La sesión de este 2 de enero ha confirmado lo que ya dejaban entrever los futuros en la madrugada europea: los inversores han decidido empezar el año abriendo posiciones de riesgo. Los contratos del Nasdaq llegaban a subir en torno a un 0,9% antes de la apertura, los del S&P 500 un 0,5% y los del Dow Jones alrededor de un 0,2%. La apertura en contado ha consolidado ese movimiento.

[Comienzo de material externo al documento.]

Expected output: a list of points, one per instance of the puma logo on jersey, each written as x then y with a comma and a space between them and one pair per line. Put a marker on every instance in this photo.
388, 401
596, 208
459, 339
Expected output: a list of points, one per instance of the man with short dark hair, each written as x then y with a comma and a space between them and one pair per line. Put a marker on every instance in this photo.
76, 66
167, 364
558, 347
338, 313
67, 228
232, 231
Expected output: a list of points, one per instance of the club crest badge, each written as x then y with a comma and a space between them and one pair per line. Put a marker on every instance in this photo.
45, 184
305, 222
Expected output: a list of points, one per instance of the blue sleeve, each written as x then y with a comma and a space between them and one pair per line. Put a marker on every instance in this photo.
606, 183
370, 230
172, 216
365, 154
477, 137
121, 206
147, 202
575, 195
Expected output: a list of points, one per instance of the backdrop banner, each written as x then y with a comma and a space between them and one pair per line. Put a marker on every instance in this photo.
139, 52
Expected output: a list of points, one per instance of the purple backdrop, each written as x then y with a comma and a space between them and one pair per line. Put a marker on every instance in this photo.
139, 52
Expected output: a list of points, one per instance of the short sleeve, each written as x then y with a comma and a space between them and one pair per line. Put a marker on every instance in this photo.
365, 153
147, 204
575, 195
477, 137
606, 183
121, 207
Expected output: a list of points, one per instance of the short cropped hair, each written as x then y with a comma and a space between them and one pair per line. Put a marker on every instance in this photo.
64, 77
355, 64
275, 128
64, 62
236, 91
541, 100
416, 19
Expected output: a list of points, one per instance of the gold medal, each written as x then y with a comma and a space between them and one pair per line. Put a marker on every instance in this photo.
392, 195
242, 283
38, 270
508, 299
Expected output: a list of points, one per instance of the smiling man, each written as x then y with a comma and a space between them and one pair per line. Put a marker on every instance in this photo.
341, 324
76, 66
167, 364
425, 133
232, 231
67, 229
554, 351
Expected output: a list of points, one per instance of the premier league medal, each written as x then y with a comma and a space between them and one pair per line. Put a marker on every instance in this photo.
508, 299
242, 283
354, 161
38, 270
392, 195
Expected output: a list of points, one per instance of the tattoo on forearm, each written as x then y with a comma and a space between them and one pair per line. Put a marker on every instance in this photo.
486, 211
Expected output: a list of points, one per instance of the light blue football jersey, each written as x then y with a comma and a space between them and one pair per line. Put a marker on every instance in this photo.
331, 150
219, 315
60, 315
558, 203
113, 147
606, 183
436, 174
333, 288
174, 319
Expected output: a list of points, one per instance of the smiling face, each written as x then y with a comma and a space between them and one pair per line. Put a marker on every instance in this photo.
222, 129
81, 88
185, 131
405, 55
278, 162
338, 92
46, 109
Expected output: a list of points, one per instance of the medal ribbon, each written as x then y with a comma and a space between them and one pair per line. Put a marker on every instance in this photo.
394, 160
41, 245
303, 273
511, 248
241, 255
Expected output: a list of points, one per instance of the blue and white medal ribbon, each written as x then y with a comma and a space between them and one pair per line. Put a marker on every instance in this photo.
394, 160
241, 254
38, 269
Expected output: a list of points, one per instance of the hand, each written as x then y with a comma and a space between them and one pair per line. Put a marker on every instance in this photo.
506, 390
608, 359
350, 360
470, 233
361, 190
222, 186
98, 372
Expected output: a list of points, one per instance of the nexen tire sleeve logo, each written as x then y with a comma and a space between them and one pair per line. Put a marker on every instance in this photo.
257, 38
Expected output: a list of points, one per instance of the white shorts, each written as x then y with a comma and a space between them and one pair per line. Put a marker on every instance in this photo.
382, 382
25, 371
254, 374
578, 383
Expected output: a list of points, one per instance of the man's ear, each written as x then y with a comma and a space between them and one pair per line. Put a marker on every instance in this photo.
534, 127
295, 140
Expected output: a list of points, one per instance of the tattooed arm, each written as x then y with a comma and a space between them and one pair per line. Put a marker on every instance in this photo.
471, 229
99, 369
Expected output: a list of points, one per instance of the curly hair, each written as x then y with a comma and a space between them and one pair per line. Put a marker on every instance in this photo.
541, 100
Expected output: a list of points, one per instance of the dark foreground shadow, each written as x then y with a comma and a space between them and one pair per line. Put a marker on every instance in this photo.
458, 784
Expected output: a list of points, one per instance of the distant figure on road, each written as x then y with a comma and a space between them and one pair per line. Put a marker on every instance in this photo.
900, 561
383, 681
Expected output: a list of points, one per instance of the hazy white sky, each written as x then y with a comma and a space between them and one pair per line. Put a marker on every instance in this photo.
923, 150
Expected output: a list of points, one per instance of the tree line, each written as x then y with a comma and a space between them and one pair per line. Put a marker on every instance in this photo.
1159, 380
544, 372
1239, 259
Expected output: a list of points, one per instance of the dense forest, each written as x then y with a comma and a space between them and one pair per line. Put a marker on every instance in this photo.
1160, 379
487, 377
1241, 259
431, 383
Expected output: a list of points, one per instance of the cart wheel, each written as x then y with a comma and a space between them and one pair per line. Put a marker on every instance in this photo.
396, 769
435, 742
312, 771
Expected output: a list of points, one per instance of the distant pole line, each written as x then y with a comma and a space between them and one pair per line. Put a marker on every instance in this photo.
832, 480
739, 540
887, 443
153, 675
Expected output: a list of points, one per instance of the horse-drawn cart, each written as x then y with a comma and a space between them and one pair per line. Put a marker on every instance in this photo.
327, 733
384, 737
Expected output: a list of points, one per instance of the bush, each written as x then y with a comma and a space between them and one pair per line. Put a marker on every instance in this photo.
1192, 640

En el primer cruce, el Dow Jones Industrial Average ganaba 42,7 puntos, un 0,09%, hasta los 48.105,98 puntos. El S&P 500 sumaba 32,6 puntos, un 0,48%, hasta 6.878,11 puntos, mientras que el Nasdaq Composite se disparaba 239,5 puntos, un 1,03%, hasta 23.481,49 puntos. El mensaje implícito es evidente: tras varias sesiones en rojo al cierre de 2025, el mercado ha optado por empezar el año comprando.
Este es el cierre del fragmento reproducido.